LE JUBÉ MEDIEVAL ET LA PREMIÈRE VIERGE DU VŒU

Cet autel de la Vierge du vœu n’est pas le premier érigé sous ce vocable et il n’est pas à son emplacement primitif. En effet, il existait à Rouen, comme dans la plupart des cathédrales médiévales, un jubé isolant le chœur de la nef. Sur celui-ci, certainement de style gothique, Jean-François Pommeraye8 donne, à la fin du  XVIIe siècle les détails suivants :

« Le jubé qui fait la clôture du chœur a été enrichi de deux magnifiques autels d’une très riche sculpture, du crucifix et d’autres ornements de menuiserie tous battus en or […]. L’autel du vœu a été fait des deniers de la fabrique. J’apprens [sic], des mémoires d’un particulier qui a écrit ce qu’il avait veu, que cet autel de la Vierge fut achevé à la fin du mois de mars 1639 […] que le 26 avril […] cet autel fut consacré par M. François de Harlay l’ancien qui y mit des reliques de S. Paul apôtre et de St Nicaise. Il a été appelé le vœu à cause d’une grande peste qui affligeoit depuis longtemps la ville de Rouen ; ce qui obligea d’avoir recours à la miséricorde de Dieu. »

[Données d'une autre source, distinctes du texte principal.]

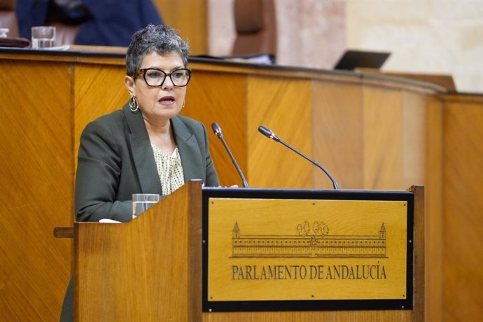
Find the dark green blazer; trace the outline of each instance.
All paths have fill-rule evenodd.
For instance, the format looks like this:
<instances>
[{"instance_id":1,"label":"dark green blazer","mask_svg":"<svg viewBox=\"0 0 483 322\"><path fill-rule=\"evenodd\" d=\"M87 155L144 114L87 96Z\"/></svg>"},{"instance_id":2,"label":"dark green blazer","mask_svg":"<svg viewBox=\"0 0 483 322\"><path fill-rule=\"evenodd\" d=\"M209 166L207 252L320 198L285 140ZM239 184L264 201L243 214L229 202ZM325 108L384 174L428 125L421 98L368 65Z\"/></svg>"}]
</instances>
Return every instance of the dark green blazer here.
<instances>
[{"instance_id":1,"label":"dark green blazer","mask_svg":"<svg viewBox=\"0 0 483 322\"><path fill-rule=\"evenodd\" d=\"M172 118L185 182L218 186L206 129L186 116ZM141 111L127 104L89 123L80 136L76 176L78 221L132 219L133 193L161 194L154 155Z\"/></svg>"}]
</instances>

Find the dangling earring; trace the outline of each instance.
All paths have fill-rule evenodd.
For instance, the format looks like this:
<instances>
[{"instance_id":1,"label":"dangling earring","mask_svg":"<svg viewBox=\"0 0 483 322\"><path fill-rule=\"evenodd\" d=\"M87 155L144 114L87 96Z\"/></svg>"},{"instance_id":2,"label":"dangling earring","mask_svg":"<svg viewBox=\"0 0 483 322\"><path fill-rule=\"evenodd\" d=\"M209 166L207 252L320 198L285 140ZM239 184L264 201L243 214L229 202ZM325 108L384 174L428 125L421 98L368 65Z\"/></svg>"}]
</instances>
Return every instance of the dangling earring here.
<instances>
[{"instance_id":1,"label":"dangling earring","mask_svg":"<svg viewBox=\"0 0 483 322\"><path fill-rule=\"evenodd\" d=\"M139 105L137 104L137 100L134 95L131 95L129 99L129 108L132 112L135 112L139 108Z\"/></svg>"}]
</instances>

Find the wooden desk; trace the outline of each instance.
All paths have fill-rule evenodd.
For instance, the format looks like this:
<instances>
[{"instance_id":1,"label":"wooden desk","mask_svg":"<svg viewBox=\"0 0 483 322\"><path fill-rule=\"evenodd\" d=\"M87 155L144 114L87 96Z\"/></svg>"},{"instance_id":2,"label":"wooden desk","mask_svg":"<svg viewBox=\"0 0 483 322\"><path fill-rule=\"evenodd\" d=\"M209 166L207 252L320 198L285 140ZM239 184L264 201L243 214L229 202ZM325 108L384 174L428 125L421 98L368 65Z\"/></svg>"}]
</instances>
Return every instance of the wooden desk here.
<instances>
[{"instance_id":1,"label":"wooden desk","mask_svg":"<svg viewBox=\"0 0 483 322\"><path fill-rule=\"evenodd\" d=\"M461 317L460 307L468 316L481 313L471 300L483 289L481 94L384 75L216 59L193 58L190 68L182 113L222 127L251 187L332 187L318 169L260 134L260 125L323 164L342 188L426 186L426 317ZM0 319L53 320L71 245L52 230L73 221L82 130L129 98L124 56L2 50L0 69L0 251L8 259L0 264ZM221 143L211 132L209 139L222 184L241 186Z\"/></svg>"}]
</instances>

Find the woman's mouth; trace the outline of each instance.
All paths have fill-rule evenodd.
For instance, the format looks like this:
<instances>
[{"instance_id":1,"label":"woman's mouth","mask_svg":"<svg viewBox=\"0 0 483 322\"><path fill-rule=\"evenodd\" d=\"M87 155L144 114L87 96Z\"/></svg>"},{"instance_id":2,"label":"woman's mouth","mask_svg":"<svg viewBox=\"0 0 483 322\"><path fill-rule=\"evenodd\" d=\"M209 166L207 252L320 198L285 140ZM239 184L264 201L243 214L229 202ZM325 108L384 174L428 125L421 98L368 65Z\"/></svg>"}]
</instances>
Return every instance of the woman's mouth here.
<instances>
[{"instance_id":1,"label":"woman's mouth","mask_svg":"<svg viewBox=\"0 0 483 322\"><path fill-rule=\"evenodd\" d=\"M172 96L165 96L164 97L161 97L161 99L160 99L159 102L161 105L172 105L174 103L174 97Z\"/></svg>"}]
</instances>

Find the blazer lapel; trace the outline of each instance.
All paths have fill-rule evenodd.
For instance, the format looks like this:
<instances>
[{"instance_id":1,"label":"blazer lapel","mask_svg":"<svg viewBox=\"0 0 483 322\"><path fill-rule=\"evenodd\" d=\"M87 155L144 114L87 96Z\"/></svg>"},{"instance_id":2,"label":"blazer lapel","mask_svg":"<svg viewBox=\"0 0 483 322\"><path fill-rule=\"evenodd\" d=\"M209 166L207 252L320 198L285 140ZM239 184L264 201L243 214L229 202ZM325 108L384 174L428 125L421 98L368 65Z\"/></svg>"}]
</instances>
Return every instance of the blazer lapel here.
<instances>
[{"instance_id":1,"label":"blazer lapel","mask_svg":"<svg viewBox=\"0 0 483 322\"><path fill-rule=\"evenodd\" d=\"M191 179L202 179L204 181L202 155L195 136L186 127L181 118L175 116L171 119L173 131L176 136L176 146L179 150L183 166L185 182Z\"/></svg>"},{"instance_id":2,"label":"blazer lapel","mask_svg":"<svg viewBox=\"0 0 483 322\"><path fill-rule=\"evenodd\" d=\"M124 106L122 110L130 130L129 139L141 190L139 192L160 194L161 183L141 111L132 112L127 104Z\"/></svg>"}]
</instances>

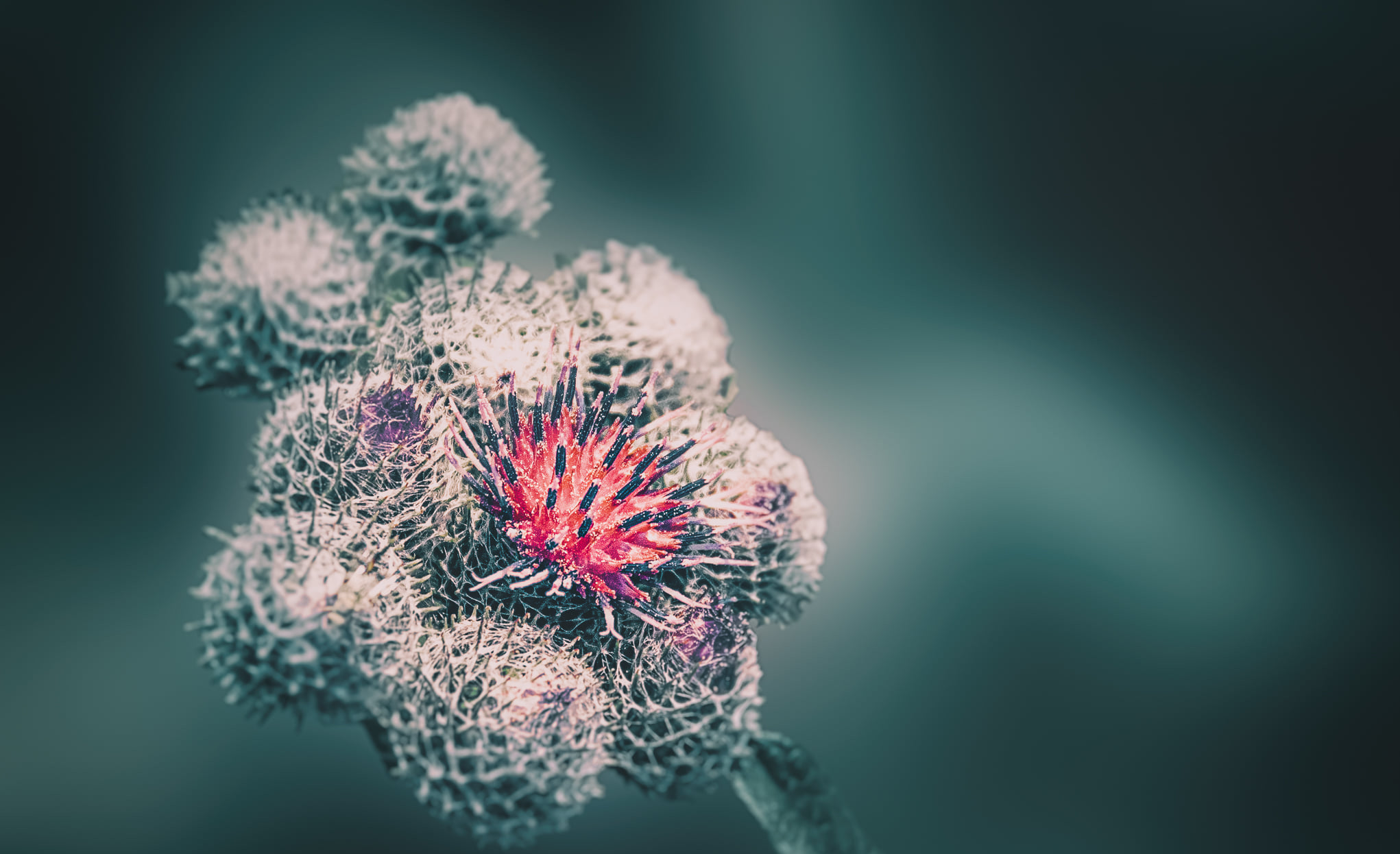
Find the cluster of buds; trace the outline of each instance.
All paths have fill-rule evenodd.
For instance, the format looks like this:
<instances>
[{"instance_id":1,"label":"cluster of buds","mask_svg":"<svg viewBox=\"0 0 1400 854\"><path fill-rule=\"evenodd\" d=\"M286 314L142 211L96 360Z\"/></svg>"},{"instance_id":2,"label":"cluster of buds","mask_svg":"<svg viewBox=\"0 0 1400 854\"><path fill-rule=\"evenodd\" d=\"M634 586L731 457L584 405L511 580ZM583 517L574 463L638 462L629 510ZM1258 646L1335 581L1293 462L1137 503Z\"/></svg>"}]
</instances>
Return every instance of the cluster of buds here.
<instances>
[{"instance_id":1,"label":"cluster of buds","mask_svg":"<svg viewBox=\"0 0 1400 854\"><path fill-rule=\"evenodd\" d=\"M169 279L196 381L270 400L252 519L195 591L228 701L364 725L503 846L563 829L606 769L664 795L735 774L753 630L815 594L825 514L725 413L724 321L645 246L543 277L491 259L547 182L465 95L344 162L330 199L259 202Z\"/></svg>"}]
</instances>

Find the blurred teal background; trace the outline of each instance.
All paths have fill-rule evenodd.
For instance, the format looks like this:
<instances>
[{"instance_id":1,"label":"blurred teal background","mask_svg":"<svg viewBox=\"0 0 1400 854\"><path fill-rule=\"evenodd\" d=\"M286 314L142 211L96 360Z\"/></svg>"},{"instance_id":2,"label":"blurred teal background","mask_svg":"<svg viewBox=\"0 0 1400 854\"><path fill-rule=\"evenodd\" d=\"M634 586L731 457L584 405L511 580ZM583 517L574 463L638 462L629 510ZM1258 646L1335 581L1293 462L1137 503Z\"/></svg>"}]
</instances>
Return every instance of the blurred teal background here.
<instances>
[{"instance_id":1,"label":"blurred teal background","mask_svg":"<svg viewBox=\"0 0 1400 854\"><path fill-rule=\"evenodd\" d=\"M1054 8L1051 8L1051 6ZM363 732L195 666L259 405L164 276L466 91L545 153L498 255L672 255L811 468L764 722L903 851L1400 850L1397 17L1337 3L7 8L0 848L472 850ZM608 780L547 851L762 851Z\"/></svg>"}]
</instances>

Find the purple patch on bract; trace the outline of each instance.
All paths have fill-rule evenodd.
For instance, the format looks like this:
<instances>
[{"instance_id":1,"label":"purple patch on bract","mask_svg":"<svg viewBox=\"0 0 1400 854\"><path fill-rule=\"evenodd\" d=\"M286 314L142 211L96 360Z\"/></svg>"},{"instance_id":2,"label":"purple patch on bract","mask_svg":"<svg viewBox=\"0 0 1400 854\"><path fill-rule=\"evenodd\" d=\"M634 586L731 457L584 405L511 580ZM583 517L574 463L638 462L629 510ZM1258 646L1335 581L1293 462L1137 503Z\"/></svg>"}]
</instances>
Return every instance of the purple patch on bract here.
<instances>
[{"instance_id":1,"label":"purple patch on bract","mask_svg":"<svg viewBox=\"0 0 1400 854\"><path fill-rule=\"evenodd\" d=\"M687 608L675 631L676 650L694 664L722 661L748 640L748 620L728 603Z\"/></svg>"},{"instance_id":2,"label":"purple patch on bract","mask_svg":"<svg viewBox=\"0 0 1400 854\"><path fill-rule=\"evenodd\" d=\"M406 451L419 445L428 434L423 423L423 409L410 388L395 389L385 382L360 400L356 421L365 442L384 454L402 445Z\"/></svg>"}]
</instances>

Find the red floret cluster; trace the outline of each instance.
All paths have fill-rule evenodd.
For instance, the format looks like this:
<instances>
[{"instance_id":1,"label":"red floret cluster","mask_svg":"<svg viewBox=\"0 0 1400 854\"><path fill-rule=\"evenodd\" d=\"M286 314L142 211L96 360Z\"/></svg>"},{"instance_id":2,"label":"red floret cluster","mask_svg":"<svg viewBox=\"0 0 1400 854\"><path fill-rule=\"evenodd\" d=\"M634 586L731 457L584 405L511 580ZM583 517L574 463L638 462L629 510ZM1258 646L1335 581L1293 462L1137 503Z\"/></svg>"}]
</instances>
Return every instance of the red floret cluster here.
<instances>
[{"instance_id":1,"label":"red floret cluster","mask_svg":"<svg viewBox=\"0 0 1400 854\"><path fill-rule=\"evenodd\" d=\"M661 612L650 605L651 596L638 584L655 585L682 602L699 605L659 584L665 570L700 563L686 556L687 549L711 540L717 521L700 515L703 500L696 493L718 476L666 486L666 475L686 458L721 438L715 426L697 437L669 447L643 437L665 420L662 416L638 424L652 375L626 416L612 417L620 372L612 386L585 406L578 389L577 347L564 360L553 391L535 392L535 405L521 406L515 377L503 377L505 412L498 417L477 386L480 431L476 431L451 405L456 414L456 433L449 434L449 459L461 455L482 476L462 469L462 476L491 514L500 519L505 535L515 543L519 560L486 575L476 577L476 588L510 578L514 589L552 580L550 595L581 595L596 601L613 629L613 603L622 603L661 629L671 629ZM452 447L455 444L455 448ZM727 508L742 507L720 501ZM748 510L746 507L743 510ZM725 519L718 526L743 524L745 518Z\"/></svg>"}]
</instances>

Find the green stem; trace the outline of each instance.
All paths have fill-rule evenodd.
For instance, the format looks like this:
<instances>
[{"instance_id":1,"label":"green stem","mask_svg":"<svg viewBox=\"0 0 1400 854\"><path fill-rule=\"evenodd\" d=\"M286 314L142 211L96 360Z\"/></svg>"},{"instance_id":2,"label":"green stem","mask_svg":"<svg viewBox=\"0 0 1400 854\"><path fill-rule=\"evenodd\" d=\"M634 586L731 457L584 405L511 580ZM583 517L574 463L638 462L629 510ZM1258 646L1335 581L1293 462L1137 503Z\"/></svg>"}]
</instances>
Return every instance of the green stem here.
<instances>
[{"instance_id":1,"label":"green stem","mask_svg":"<svg viewBox=\"0 0 1400 854\"><path fill-rule=\"evenodd\" d=\"M778 854L876 854L812 755L785 735L755 736L732 783Z\"/></svg>"}]
</instances>

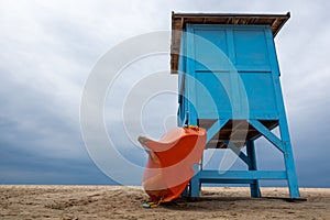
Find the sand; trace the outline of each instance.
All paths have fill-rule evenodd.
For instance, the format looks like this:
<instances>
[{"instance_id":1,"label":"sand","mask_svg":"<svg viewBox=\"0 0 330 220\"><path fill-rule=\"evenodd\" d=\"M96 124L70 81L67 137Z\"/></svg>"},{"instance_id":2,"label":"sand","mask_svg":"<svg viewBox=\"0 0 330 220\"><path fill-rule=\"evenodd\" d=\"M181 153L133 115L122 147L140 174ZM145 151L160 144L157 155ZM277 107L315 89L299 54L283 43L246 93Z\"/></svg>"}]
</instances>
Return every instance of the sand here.
<instances>
[{"instance_id":1,"label":"sand","mask_svg":"<svg viewBox=\"0 0 330 220\"><path fill-rule=\"evenodd\" d=\"M289 202L286 188L202 188L197 200L142 208L140 187L0 186L0 219L330 219L330 189L302 188L307 201ZM273 198L277 197L277 198Z\"/></svg>"}]
</instances>

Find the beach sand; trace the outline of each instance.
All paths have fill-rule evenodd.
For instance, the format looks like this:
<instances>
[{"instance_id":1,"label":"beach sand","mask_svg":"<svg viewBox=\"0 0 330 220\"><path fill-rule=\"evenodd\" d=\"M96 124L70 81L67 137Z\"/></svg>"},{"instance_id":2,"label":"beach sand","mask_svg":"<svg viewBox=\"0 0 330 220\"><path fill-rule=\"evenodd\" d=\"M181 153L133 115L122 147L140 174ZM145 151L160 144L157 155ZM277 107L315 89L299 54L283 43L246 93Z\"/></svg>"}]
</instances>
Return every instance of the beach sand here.
<instances>
[{"instance_id":1,"label":"beach sand","mask_svg":"<svg viewBox=\"0 0 330 220\"><path fill-rule=\"evenodd\" d=\"M287 201L287 188L202 188L197 200L142 208L147 195L123 186L0 186L0 219L330 219L330 189L301 188L307 201Z\"/></svg>"}]
</instances>

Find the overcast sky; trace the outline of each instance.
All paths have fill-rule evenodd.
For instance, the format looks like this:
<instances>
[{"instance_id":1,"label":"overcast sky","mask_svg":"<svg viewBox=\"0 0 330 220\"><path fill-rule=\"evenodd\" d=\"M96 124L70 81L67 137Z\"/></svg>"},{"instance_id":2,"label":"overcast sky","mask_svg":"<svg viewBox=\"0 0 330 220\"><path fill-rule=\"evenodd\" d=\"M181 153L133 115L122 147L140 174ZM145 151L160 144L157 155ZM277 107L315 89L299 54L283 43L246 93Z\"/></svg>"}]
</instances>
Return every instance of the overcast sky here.
<instances>
[{"instance_id":1,"label":"overcast sky","mask_svg":"<svg viewBox=\"0 0 330 220\"><path fill-rule=\"evenodd\" d=\"M87 153L79 105L94 66L123 40L169 31L172 11L290 11L275 43L298 182L305 187L330 187L329 9L327 0L0 0L0 184L112 183ZM124 72L145 76L144 72L168 70L168 56L148 58ZM162 68L155 68L156 64ZM144 128L151 136L158 138L164 124L174 124L176 101L175 95L167 94L154 97L143 109L143 120L153 121ZM107 128L120 131L117 121L111 121L111 101L107 107ZM145 163L145 153L133 142L118 143L132 162ZM265 148L257 151L266 155ZM260 161L261 167L278 167L267 155ZM129 170L122 175L134 176ZM139 175L132 182L139 184Z\"/></svg>"}]
</instances>

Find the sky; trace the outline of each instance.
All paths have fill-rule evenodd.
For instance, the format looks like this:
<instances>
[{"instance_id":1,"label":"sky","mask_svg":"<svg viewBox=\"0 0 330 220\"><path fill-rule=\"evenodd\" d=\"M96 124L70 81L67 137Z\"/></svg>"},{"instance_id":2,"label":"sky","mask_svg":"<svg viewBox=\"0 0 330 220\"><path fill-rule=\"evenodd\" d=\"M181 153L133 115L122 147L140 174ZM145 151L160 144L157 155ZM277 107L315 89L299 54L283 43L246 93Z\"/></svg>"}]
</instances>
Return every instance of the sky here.
<instances>
[{"instance_id":1,"label":"sky","mask_svg":"<svg viewBox=\"0 0 330 220\"><path fill-rule=\"evenodd\" d=\"M290 11L275 44L298 183L301 187L330 187L329 7L327 0L0 0L0 184L118 182L96 162L92 146L86 145L81 134L85 85L95 66L116 46L141 34L170 31L172 11ZM142 168L146 154L136 144L135 133L143 131L158 139L175 124L177 78L152 79L150 75L168 70L168 54L141 58L121 69L105 100L108 134L122 157ZM128 106L132 108L125 108L128 112L116 108L114 103L124 105L123 97L139 99L132 91L143 91L146 85L170 92L151 97L141 109L135 109L134 101ZM136 129L141 125L136 119L142 129ZM276 152L274 158L268 156L273 151L265 141L256 144L262 145L257 147L261 168L282 166ZM124 169L111 155L109 161L129 184L141 183L141 168L138 173Z\"/></svg>"}]
</instances>

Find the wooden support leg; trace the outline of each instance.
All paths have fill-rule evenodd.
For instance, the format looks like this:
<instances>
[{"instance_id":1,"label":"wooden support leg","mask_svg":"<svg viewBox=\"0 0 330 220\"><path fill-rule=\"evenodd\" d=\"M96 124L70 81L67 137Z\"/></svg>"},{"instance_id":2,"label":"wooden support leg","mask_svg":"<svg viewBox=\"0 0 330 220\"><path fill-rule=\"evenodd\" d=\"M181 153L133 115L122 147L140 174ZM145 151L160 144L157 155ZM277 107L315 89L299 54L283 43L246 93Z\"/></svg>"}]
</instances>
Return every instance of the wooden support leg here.
<instances>
[{"instance_id":1,"label":"wooden support leg","mask_svg":"<svg viewBox=\"0 0 330 220\"><path fill-rule=\"evenodd\" d=\"M249 163L249 170L257 170L256 167L256 156L255 156L255 148L254 148L254 142L253 141L246 141L246 153L248 157L250 160ZM251 189L251 197L261 197L258 180L254 179L252 184L250 184Z\"/></svg>"},{"instance_id":2,"label":"wooden support leg","mask_svg":"<svg viewBox=\"0 0 330 220\"><path fill-rule=\"evenodd\" d=\"M285 148L283 154L284 154L284 163L286 168L287 184L289 188L290 198L292 199L300 198L295 162L294 162L293 147L292 147L286 121L284 122L279 121L279 132Z\"/></svg>"}]
</instances>

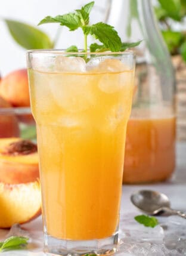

L’auteur ajoute que : « Le principal ornement de cet autel du vœu est l’image de Notre Dame faite d’albâtre qui fut donnée environ l’an 1357 par un chanoine nommé François Le Tourneur. » […] « L’autel de Sainte Cécile qui est à côté de celui du vœu est célèbre à cause de la confrairie ou puy de cette sainte où les musiciens s’assemblent tous les ans pour solenniser sa fête ». […] « J’apprens de quelques mémoires que le 23 avril 1642 cet autel fut achevé & les deux images posées »9 . Pour commémorer l’événement, une procession a lieu le 20 septembre et une lampe brûle devant l’autel de la Vierge.

Donc, une Vierge médiévale, probablement déjà présente dans la cathédrale, est établie en 1643 comme « Vierge du vœu » sur le jubé médiéval, en compagnie de Ste Cécile qui y figurait certainement déjà.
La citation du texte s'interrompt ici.